The Planet Forums > System Administration > Server Hardware
shrinivasd
Hi,
We have Linux server with NAS backup in the CP of orbittheplanet.We are using the RSYNC command for taking the backup of system to NAS.but the ownerships and permissions of file are not getting preserved.
How can i take the backup with preserve of ownerships and permissions on NAS?


Details of RSYNC command:
rsync -avz --delete src dst
src is my server path
dst is NAS BACKUP path.

Waiting for +ve reply.

Thanks,
Shrinivas.
Blue|Fusion
You can't preserve the ownership of indivudual files on the NAS because it does not have the same UNIX users as your server. If you really needed to preserve file permissions, create a tarball backup with any compression you want.

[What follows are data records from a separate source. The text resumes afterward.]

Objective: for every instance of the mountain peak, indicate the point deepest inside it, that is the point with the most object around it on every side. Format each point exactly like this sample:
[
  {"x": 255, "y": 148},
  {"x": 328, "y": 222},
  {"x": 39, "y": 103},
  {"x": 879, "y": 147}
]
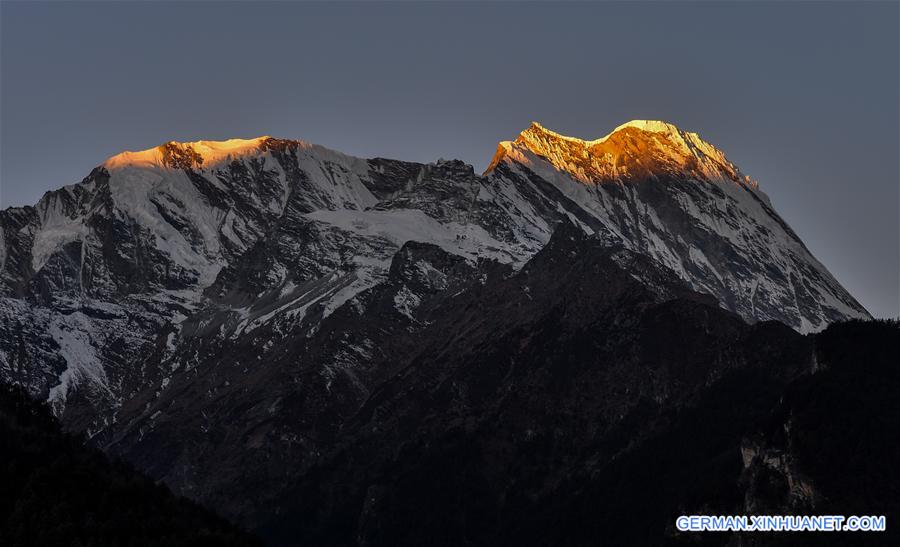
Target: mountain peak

tar -jxvpf /mnt/nas/backup.tar.bz2 /path/to/stuff

Something like that will preserve permissions and write the tarball right to NAS (although will be slow, so if you can do it locally and the move it over, it would be better).
shrinivasd
Hi,
Thanks for reply.But is it possible with RSYNC command ?


Thanks
shrinivas.
Jeff
QUOTE (shrinivasd @ Dec 28 2006, 06:47 AM) *
Hi,
Thanks for reply.But is it possible with RSYNC command ?
Thanks
shrinivas.

I have not figured out how to preserve file ownership using rsync to the nas, because as blue fusion says, the users don't exist on the nas server.

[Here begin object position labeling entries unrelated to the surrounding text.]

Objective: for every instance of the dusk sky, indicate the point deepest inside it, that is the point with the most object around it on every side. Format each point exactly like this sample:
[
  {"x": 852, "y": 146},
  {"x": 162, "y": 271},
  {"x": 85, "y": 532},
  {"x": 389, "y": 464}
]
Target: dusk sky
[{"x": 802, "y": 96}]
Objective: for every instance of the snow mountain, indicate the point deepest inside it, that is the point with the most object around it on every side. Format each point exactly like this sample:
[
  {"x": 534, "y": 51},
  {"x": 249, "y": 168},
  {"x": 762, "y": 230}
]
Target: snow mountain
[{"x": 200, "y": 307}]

So if you do incremental backup, you'd have to re-apply file ownership in the event of a restore. Possibly someone has scripted something to help with this ???

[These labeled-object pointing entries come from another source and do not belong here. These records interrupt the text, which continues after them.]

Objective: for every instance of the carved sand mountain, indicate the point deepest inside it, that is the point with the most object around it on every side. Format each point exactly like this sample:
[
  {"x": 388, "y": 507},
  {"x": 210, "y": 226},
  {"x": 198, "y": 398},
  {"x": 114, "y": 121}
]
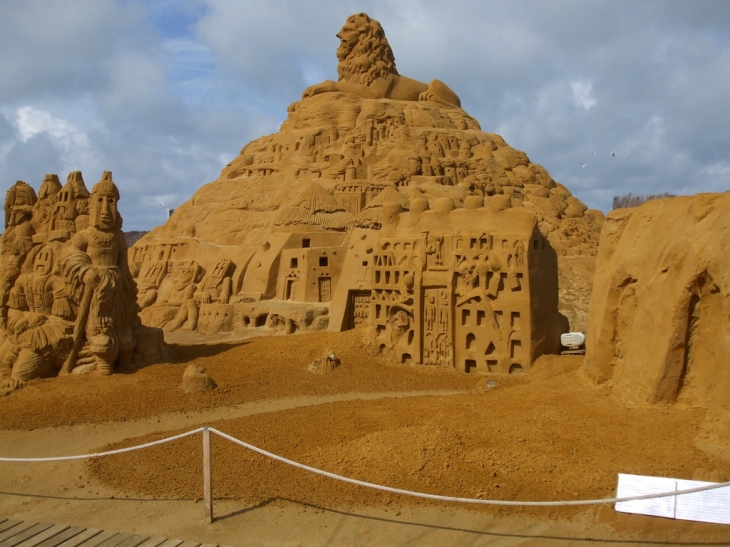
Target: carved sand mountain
[
  {"x": 658, "y": 326},
  {"x": 298, "y": 213}
]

Or you can tar everything up into a tar archive which of course when unpacked, preserves all the permissions and ownerships, but that means no more incremental backup.
BlueFusion
If you REALLY wanted to get down and dirty with some shell scripting, it would be possible for you to get all permissions on each file/directory with ls -l and sed and some other customizing of the output to what you want. Each file can be checked for permissions, the owners and permissions for each file saved to a text file and then everything rsync'ed over. To get everything back how it was, you would have to pretty much reverse the whole process. Sync the data over, have a script to parse the permissions/owners text file and then chown/chmod each file/dir based off of that.

On all honesty, thought, that may take just as long, if not longer, than the tarball method. Don't know for sure though. Perhaps in the future I'll try it out.